The Good: Amazing prose that seamlessly shifts between characters creating a distinct flavor for each whether in first-person or third. The setup of with the self-declared unreliable narrator adds a more experimental feel to it, while also adding some additional intrigue. The excellent prose is also used to make info dumps interesting, and while these dumps are helpful, they’re delayed and spaced out in a very professional, clearly thought-out manner. The writing alone in this book makes me want to read Banks’ “space-operatic” works (Consider Phlebas and The Player of Games to start with).
The Bad: Banks is guilty of proselytizing for a few causes at points during the book, the most obvious of which is the use of torture as an interrogation technique. Honestly, I could have done without pretty much the whole Philosopher character in the book (the who does the torturing). I realize he is important in a few places, but for the number of pages dedicated to him and his background, I feel like there should have been more tie-in with the book rather than just serving as a platform to say that torture is bad. But then, I’m one of those people who doesn’t really like to examine society through the lens of a future world and would rather read and write adventure (or perhaps “pulp”) style fiction.

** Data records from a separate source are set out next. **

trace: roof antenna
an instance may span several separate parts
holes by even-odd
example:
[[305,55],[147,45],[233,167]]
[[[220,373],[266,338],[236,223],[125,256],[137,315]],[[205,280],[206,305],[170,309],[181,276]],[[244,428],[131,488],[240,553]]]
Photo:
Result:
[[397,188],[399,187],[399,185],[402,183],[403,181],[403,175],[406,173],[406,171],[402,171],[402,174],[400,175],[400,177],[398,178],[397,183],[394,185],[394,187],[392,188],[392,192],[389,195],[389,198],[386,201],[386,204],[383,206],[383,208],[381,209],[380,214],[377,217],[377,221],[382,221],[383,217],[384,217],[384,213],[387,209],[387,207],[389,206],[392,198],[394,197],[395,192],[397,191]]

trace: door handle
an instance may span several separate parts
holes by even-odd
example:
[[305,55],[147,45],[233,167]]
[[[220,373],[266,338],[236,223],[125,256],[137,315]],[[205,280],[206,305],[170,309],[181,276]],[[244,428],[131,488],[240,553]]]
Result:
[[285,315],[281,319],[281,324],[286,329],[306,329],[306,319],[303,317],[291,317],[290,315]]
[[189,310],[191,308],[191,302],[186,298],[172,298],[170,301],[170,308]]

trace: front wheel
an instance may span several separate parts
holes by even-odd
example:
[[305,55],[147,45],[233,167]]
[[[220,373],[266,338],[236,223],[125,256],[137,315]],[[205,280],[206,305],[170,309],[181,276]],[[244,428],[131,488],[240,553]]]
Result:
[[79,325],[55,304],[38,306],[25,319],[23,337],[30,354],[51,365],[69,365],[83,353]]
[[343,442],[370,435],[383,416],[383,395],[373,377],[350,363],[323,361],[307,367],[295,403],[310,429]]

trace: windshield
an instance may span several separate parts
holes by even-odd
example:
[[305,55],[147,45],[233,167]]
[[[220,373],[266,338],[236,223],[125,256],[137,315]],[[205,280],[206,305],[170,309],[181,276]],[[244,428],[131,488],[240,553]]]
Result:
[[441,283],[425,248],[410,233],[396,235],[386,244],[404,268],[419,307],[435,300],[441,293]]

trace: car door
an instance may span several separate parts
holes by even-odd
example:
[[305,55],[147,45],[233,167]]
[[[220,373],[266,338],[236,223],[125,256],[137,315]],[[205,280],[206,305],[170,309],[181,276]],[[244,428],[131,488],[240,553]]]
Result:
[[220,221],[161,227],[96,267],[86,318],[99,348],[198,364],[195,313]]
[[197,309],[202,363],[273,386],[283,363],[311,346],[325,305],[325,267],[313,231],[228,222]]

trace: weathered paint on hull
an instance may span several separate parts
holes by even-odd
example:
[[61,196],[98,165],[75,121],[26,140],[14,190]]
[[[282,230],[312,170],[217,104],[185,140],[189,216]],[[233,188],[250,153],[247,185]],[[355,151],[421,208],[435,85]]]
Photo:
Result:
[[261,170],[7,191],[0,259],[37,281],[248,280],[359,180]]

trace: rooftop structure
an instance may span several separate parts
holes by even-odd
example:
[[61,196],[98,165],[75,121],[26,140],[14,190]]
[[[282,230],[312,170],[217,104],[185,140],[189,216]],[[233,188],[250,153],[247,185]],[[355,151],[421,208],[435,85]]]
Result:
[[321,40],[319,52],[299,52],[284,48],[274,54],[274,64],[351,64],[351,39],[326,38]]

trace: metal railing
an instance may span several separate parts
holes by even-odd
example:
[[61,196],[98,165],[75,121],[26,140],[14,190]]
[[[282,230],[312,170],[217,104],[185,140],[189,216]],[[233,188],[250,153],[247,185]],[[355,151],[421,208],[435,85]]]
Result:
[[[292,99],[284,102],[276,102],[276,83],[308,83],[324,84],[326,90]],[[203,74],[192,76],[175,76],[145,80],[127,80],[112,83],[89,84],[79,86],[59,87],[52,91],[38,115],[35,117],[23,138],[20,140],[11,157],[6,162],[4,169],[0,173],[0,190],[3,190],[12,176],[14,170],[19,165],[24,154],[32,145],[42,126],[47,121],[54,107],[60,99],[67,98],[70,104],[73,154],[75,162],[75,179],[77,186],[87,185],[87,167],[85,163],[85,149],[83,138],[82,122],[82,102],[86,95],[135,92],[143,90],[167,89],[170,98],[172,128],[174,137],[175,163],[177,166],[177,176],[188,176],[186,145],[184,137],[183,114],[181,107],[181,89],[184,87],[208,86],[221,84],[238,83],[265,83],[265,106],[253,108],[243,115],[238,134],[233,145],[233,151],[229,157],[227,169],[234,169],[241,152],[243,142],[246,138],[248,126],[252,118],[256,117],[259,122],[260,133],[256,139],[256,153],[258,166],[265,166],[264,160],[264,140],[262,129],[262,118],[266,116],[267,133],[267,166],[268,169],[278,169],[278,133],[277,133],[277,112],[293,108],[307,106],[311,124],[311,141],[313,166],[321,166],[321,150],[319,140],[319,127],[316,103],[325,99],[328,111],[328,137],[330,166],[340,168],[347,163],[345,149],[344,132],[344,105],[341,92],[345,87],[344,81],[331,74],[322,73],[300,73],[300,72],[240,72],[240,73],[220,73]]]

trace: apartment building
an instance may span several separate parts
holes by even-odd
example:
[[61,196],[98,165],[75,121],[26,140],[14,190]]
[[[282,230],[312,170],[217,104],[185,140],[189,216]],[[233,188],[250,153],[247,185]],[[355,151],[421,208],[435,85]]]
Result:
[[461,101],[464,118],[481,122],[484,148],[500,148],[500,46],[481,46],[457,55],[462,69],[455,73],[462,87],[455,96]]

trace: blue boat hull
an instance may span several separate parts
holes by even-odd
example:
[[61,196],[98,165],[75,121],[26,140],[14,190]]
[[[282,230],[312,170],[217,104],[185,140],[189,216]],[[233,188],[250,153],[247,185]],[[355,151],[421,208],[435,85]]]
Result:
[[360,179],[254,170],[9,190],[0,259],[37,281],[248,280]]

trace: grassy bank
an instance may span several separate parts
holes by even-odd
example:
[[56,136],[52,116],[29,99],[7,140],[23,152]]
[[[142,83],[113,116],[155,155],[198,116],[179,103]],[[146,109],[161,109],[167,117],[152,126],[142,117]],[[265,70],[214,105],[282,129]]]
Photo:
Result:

A Final Note (on my review in general): I am not going to review books that I feel are just mediocre or otherwise not worth reading. You can feel confident that if you see a book review here, it will be because I feel the book is worth your time to read (and this comes from a self-proclaimed slow – although actually fairly average – reader). I may consider reviewing a book that I had to put down in order to warn people away from wasting their time. But there’s enough negative media in the world already, that my goals is to focus on the good books and leave others to tell you what not to read.